4. Analytical Applications and Benchmark Results

4.1 SQuaD Quality-in-Use Dataset

Enables supervised sentence/topic classifiers, aspect-based sentiment analysis, and benchmarking of automated tools against a gold-standard set. Example baseline using logistic regression with TF–IDF features:

  • QinU topic classification accuracy: ≈75%
  • Macro-F₁: 0.72 (all three topics)
  • Polarity classification: 82% accuracy (F₁⁺ = 0.79, F₁⁻ = 0.83)

4.2 SQuaD Project Corpus Applications

Supports cross-sectional and longitudinal studies of maintainability, technical debt, code health, and quality trends, using both static and process metrics.
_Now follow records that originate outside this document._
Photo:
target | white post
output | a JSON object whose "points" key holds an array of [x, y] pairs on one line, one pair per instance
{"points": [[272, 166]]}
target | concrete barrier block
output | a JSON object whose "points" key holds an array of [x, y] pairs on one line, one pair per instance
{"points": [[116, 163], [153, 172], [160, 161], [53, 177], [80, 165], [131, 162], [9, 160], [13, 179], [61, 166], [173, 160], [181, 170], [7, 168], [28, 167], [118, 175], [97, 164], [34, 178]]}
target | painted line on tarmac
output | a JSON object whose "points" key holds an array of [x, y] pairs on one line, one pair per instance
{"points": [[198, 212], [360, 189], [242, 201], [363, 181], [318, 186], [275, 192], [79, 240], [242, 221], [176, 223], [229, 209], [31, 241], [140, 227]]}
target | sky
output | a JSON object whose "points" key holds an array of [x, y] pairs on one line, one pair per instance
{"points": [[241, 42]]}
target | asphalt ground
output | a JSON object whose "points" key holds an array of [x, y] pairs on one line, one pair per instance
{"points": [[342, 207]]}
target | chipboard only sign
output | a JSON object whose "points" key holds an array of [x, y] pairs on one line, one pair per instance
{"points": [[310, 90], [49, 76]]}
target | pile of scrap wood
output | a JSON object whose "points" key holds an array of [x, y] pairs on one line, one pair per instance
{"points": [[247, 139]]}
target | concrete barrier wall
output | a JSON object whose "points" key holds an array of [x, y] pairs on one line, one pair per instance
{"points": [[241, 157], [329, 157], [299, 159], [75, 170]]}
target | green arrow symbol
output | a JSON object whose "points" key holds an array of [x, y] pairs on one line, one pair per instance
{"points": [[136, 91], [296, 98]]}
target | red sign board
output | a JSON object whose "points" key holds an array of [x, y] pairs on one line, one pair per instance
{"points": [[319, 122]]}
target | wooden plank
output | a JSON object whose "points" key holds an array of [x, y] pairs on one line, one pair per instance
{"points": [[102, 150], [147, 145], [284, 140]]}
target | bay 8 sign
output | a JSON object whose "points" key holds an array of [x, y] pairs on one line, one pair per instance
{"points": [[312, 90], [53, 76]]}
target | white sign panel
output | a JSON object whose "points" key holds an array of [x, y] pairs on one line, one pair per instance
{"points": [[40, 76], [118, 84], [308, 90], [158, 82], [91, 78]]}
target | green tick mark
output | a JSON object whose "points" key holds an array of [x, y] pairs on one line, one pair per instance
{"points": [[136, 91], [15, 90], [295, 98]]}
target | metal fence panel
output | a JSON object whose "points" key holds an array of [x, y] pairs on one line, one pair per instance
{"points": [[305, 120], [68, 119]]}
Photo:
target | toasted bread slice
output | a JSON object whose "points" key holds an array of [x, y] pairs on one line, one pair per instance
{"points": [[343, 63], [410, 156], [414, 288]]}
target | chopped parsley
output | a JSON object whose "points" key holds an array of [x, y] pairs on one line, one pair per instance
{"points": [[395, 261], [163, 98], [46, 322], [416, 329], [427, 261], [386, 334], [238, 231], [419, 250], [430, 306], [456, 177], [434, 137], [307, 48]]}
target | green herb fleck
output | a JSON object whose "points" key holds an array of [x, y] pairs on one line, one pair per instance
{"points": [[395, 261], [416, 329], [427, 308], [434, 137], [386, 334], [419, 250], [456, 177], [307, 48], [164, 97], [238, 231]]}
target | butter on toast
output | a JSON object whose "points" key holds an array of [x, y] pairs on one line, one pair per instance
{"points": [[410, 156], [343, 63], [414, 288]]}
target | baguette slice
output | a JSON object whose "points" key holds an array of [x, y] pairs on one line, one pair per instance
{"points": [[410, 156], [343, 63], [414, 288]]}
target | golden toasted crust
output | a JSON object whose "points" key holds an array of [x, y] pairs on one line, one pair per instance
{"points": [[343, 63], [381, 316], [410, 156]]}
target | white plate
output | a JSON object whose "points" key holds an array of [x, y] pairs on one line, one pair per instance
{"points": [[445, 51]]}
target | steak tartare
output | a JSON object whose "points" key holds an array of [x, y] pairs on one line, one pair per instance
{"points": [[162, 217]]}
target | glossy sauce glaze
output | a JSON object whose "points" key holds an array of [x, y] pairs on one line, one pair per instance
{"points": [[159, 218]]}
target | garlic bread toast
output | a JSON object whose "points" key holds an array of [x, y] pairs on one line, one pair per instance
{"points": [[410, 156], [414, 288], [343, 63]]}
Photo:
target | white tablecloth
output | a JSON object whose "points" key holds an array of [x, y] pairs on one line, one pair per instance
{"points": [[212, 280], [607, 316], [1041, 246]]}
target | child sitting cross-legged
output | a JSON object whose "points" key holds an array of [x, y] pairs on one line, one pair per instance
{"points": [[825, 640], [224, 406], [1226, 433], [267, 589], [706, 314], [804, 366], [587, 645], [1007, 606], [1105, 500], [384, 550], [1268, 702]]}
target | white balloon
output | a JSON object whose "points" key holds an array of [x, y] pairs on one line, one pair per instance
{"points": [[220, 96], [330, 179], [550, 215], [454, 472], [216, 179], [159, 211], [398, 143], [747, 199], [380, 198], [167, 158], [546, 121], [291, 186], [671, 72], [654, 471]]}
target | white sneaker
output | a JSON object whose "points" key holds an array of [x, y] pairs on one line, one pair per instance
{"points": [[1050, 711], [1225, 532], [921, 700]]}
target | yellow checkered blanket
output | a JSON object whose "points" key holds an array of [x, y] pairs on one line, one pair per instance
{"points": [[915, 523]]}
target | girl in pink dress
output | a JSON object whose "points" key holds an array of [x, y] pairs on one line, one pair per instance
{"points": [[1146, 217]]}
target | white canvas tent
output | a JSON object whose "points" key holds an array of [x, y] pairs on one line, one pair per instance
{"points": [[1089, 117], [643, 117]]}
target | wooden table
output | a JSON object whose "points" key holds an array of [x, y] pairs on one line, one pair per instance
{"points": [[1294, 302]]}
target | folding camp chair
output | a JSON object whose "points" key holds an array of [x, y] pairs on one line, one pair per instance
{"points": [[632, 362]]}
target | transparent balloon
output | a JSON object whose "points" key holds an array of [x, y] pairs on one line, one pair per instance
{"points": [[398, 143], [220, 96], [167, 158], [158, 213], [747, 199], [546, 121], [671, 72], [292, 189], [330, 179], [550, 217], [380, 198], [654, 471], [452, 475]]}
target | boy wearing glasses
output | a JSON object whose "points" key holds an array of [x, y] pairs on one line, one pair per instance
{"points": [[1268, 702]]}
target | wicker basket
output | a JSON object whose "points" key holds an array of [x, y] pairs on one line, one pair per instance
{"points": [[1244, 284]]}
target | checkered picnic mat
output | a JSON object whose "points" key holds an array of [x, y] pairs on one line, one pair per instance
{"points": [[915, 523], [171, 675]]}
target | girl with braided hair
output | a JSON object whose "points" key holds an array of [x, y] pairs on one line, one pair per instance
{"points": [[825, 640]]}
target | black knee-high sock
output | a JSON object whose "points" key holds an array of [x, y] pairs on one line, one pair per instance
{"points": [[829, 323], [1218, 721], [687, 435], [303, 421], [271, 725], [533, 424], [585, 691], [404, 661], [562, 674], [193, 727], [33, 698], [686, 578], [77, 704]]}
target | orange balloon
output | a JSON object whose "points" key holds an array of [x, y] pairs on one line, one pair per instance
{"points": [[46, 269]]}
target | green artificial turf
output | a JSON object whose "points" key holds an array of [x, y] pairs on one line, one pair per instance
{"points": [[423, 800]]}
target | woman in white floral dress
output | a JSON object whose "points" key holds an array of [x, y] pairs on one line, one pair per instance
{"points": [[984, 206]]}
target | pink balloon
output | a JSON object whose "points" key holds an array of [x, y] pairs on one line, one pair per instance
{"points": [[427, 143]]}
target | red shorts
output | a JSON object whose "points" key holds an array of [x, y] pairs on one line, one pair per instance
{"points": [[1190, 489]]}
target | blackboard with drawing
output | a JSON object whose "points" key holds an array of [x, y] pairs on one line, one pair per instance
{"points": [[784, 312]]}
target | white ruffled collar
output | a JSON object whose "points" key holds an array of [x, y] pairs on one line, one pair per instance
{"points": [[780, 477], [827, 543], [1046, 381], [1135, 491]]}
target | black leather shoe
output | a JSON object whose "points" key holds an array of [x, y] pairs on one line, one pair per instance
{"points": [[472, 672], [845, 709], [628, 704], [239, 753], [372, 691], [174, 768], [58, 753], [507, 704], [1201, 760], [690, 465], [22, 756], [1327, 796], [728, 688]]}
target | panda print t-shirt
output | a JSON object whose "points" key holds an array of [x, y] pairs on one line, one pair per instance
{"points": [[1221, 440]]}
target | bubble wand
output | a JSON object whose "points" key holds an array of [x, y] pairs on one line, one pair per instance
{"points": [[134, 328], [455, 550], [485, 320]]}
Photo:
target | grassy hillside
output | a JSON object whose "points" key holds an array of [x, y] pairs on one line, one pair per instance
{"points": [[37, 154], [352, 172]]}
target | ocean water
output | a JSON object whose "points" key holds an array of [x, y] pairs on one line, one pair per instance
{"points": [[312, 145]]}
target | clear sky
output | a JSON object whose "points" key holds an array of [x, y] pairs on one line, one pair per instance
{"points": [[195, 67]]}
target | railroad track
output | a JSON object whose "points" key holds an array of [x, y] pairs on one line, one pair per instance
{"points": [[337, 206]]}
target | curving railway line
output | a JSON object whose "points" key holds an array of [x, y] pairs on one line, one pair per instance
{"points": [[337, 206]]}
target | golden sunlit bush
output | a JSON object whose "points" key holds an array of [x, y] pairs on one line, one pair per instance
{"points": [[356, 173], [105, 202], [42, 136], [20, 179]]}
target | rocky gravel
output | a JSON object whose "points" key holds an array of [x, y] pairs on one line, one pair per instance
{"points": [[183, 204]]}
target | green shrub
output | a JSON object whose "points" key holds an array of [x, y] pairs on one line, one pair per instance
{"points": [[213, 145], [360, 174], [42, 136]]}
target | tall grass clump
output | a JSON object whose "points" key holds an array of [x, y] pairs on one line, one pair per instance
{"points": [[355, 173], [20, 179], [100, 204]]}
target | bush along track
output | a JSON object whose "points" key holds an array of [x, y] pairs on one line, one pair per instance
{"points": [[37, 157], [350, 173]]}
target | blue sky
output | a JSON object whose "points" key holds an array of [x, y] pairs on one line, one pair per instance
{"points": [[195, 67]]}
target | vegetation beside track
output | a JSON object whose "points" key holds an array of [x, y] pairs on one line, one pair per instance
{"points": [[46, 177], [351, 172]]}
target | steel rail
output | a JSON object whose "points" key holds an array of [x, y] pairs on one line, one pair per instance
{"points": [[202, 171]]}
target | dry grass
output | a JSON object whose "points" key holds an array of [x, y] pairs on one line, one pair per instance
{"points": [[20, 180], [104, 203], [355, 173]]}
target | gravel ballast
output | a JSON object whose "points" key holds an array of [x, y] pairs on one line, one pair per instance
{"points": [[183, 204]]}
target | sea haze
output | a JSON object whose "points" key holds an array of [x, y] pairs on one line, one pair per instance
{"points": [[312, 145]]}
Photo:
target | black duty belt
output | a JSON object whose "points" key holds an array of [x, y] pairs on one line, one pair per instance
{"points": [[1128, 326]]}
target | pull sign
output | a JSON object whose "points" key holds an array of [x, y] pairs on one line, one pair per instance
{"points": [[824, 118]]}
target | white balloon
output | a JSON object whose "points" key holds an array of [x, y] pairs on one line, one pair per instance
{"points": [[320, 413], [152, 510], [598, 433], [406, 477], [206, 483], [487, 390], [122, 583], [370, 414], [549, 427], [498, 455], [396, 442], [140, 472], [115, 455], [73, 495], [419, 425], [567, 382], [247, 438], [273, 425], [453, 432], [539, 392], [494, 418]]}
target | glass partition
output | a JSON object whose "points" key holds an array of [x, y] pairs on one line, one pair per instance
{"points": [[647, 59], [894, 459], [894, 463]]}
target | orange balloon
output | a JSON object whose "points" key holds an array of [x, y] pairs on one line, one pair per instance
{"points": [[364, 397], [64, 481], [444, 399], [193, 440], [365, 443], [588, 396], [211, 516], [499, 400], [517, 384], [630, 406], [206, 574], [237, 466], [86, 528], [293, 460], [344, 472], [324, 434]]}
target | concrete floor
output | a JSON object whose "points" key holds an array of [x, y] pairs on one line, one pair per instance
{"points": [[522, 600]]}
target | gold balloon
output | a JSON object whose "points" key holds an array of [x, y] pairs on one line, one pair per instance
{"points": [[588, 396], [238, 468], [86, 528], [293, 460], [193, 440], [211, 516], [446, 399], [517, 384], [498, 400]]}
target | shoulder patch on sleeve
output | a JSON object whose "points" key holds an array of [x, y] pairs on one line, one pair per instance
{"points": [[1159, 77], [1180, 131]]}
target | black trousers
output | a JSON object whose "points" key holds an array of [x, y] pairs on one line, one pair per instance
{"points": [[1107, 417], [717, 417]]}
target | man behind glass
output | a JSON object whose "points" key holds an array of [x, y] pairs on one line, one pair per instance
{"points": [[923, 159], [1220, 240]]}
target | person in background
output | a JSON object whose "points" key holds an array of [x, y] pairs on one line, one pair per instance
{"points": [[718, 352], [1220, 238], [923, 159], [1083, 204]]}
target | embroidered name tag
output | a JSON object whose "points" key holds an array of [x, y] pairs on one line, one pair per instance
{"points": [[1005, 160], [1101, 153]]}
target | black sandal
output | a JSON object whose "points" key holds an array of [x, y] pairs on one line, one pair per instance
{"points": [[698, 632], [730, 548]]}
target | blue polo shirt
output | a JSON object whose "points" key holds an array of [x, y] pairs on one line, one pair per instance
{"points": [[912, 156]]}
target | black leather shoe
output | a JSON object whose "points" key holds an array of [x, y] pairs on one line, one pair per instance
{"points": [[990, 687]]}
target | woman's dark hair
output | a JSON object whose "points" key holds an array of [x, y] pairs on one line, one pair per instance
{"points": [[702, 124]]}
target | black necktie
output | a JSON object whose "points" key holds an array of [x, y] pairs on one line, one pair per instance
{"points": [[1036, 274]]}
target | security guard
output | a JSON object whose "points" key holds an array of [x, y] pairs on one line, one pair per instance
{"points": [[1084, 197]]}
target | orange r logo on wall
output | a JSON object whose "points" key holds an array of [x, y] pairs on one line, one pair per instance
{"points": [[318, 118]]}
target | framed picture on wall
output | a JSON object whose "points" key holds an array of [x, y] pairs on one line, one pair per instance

Notable applications:

  • Augmenting defect prediction models with process metrics (churn, DA) yields AUC improvements of 5–8 points over static code metrics alone.
  • Quantitative analysis of refactoring actions demonstrates that Extract Method operations reduce average cyclomatic complexity by up to 15%.

Emerging uses include transformer-based sequence prediction leveraging chronologically ordered release snapshots and cross-ecosystem quality modeling.

5. Limitations and Prospective Extensions

5.1 Pilot SQuaD for Quality-in-Use

Current release omits the ISO/IEC 25010 dimensions of Satisfaction and Context Coverage. Future expansions aim to include additional review domains (mobile, web), more granular parsing, multi-lingual annotations, and scalable annotation via crowdsourcing and active learning–assisted tools. Maintaining high inter-annotator agreement at scale remains a principal challenge.

5.2 Project Corpus SQuaD

Limitations include SAT tool variable accuracy (language, code style sensitivity), substantial resource requirements (>64 GB RAM for full import and querying), and imperfect granularity in vulnerability-to-code tracing. Future plans incorporate expanded statics (e.g., CodeQL, Semgrep), automated continuous updates via CI pipelines, MySQL and further relational data exports, and fine-grained vulnerability mapping.

6. Availability and Licensing

  • The pilot SQuaD software quality-in-use dataset is publicly hosted (http://www.meta-net.eu/), typically under a CC BY-SA license (Atoum et al., 2015).
  • The SQuaD project metric corpus is available via ZENODO (DOI: 10.5281/zenodo.17566690) (Robredo et al., 14 Nov 2025).
  • Both are maintained for reproducibility, benchmarking, and extension by empirical software engineering researchers.

7. Significance and Impact

SQuaD, in both its annotated review and mining-driven project-scale incarnations, establishes a comprehensive empirical basis for research on software quality assessment, software analytics, and automated defect prediction. By combining expert judgment, multi-level static and process features, and meticulous curation, SQuaD facilitates quantitative, comparative, and reproducible studies of software maintainability, evolution, and quality-in-use that were previously infeasible at this scale and granularity.